Cobb voters gave a resounding rebuke to school board member Kathie Johnstone on Tuesday. The one-term incumbent, who has been dogged by controversy over laptop computers and evolution-disclaimer stickers, lost in a landslide.

First-time office seeker John Crooks drew 75 percent of the vote while Johnstone, the board’s former chairwoman, received 25 percent. Crooks jumped to an early lead and maintained it through the evening.

Gathering with supporters at Ritters Restaurant on Lower Roswell Road, Crooks was jubilant as his numbers rolled up. “I’m very humbled at what the Republican voters in the Post 6 community have elected me to do,” he said.

But the Baptist minister, who serves as administrator at Roswell Street Baptist Church, isn’t popping the Perrier yet. He faces one more hurdle for the Post 6 seat. In November, he takes on Democrat Beth Farokhi, a retired Georgia State University College of Education administrator.

Crooks said he’ll be ready. “I look forward to facing my opponent in the fall campaign,” he said. “I hope we confine the debate to the issues in a positive manner.”

In an aggressive campaign, Crooks hammered Johnstone on the failed take-home laptop proposal that would have put computers in the hands of all middle and high school students. Johnstone chaired the board in 2005 and championed the sweeping technology proposal that later was abandoned by the board as too costly. The courts ruled that it would have been illegal for the school board to spend Special Purpose Local Option Sales Tax dollars on the laptops because that isn’t what the board promised voters in the SPLOST referendum.

Even in defeat Tuesday night, Johnstone stood by her actions of the past four years and her efforts to equip students with the take-home computers.

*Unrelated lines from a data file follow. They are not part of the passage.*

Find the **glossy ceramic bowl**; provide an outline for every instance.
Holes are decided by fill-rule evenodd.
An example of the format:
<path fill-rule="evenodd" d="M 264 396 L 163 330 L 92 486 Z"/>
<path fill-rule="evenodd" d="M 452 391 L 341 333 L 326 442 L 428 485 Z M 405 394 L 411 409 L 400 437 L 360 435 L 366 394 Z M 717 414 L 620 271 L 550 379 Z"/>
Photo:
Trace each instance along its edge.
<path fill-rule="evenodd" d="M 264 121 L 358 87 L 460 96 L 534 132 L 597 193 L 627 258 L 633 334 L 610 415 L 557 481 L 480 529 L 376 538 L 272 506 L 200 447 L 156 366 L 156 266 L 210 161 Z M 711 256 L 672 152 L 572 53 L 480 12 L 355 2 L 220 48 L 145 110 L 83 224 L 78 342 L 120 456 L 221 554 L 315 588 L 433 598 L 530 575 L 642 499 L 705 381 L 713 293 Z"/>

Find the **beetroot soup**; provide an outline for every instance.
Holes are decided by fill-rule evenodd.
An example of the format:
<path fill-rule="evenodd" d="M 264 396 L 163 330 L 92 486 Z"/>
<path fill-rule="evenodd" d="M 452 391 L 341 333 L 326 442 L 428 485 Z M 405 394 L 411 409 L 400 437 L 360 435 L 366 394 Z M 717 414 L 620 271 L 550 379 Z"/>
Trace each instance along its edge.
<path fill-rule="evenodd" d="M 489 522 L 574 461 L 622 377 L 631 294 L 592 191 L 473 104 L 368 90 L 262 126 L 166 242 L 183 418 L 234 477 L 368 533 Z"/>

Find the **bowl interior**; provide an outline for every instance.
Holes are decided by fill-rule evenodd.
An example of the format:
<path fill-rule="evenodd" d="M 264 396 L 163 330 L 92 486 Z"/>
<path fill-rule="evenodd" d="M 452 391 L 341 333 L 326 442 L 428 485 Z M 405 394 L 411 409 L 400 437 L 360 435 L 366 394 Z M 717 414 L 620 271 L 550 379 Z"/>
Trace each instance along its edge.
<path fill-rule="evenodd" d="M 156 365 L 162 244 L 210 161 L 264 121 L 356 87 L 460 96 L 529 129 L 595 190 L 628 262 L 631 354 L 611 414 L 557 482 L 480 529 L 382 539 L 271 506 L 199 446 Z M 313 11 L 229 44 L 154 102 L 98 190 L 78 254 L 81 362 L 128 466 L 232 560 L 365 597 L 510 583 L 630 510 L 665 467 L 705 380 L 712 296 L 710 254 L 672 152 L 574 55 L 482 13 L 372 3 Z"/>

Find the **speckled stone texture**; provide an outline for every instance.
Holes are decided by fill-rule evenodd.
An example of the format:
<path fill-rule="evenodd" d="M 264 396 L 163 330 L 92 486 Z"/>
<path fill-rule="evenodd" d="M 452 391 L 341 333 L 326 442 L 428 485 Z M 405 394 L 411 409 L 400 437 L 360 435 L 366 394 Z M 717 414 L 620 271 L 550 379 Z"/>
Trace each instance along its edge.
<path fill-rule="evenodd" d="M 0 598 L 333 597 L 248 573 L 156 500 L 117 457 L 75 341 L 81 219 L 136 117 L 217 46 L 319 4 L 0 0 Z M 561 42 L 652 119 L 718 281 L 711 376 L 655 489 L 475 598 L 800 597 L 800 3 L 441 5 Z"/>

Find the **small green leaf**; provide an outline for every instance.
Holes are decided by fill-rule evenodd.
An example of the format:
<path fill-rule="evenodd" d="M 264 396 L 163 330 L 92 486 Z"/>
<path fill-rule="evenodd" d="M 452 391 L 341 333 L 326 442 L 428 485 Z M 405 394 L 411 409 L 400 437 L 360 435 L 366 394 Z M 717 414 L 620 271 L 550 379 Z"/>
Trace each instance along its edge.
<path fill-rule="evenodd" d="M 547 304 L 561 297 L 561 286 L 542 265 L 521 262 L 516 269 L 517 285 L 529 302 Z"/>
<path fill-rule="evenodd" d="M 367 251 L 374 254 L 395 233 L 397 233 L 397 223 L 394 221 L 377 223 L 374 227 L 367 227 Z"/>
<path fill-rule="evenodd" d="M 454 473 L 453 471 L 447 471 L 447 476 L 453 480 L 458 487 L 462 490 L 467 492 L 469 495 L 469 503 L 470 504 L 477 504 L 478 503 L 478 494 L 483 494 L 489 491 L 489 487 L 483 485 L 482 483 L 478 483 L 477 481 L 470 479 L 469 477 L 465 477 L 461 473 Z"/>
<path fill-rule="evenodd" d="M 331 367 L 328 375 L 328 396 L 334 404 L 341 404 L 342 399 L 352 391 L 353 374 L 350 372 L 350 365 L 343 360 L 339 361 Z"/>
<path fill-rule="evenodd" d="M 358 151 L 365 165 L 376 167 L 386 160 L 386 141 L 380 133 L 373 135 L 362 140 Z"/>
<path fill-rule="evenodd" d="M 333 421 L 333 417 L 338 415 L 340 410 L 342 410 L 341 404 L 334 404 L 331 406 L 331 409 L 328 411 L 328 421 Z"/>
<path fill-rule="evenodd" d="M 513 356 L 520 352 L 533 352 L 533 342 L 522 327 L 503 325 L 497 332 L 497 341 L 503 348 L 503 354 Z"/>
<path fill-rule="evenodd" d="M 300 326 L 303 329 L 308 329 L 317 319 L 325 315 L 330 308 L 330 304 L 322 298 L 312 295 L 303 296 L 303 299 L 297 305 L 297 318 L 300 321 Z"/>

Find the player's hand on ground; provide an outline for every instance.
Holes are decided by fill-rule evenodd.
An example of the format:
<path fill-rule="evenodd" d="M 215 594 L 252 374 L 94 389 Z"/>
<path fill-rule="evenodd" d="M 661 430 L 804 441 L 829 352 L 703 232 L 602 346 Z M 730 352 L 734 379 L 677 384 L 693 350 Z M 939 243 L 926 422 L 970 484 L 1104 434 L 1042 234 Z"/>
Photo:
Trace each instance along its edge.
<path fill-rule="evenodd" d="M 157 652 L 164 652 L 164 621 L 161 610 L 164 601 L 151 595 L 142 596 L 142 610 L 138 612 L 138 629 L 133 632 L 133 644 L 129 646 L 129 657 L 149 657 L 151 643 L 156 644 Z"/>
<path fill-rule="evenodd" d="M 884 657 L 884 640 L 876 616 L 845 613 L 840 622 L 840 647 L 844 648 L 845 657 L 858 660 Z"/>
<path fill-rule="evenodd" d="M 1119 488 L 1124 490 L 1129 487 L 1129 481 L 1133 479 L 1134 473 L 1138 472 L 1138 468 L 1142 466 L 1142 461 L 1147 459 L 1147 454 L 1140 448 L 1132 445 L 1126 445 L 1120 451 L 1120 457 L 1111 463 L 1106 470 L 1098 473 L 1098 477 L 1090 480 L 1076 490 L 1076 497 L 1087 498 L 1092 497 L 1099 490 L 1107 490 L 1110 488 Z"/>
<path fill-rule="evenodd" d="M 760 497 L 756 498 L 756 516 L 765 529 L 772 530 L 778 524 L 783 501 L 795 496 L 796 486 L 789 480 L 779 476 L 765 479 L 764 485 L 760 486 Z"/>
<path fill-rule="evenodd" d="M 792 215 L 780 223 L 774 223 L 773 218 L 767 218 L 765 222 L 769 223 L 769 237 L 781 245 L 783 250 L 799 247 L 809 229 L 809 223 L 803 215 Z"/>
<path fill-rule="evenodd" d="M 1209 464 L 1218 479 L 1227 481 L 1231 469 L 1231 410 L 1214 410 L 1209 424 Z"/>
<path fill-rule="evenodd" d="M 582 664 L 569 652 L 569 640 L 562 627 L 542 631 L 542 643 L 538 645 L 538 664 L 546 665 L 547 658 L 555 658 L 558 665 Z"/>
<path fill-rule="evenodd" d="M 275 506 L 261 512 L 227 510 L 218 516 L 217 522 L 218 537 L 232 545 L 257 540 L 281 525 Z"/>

“I would not change anything I did over the last four years,” she said. “Giving today’s technology tools to today’s kids was the right thing to do. Perhaps we failed in communication.”

Johnstone pinned her defeat to the fact that she chaired the board during an intense time of controversy over everything from evolution-disclaimer stickers on textbooks to redistricting and the failed laptop computer proposal.

“I was chairman through much of what went on,” she said. “It was my face on television speaking for the board. I think people who were truly informed, the people who worked in the district, understood the good things that happened here.”

Al Daniel, one of the last voters Tuesday evening at the Mount Bethel precinct at Johnson Ferry Baptist Church, voted for Crooks.

“I was concerned with the laptop scandal,” he said. “I want a board that is accountable. Sometimes change is good.”

East Cobb resident Larry Baugh didn’t like the idea of handing out laptops to students either. He also voted for Crooks. “I didn’t agree with a computer for everybody. I consider $100 million to be rather expensive and students would break them, lose them or sell them.”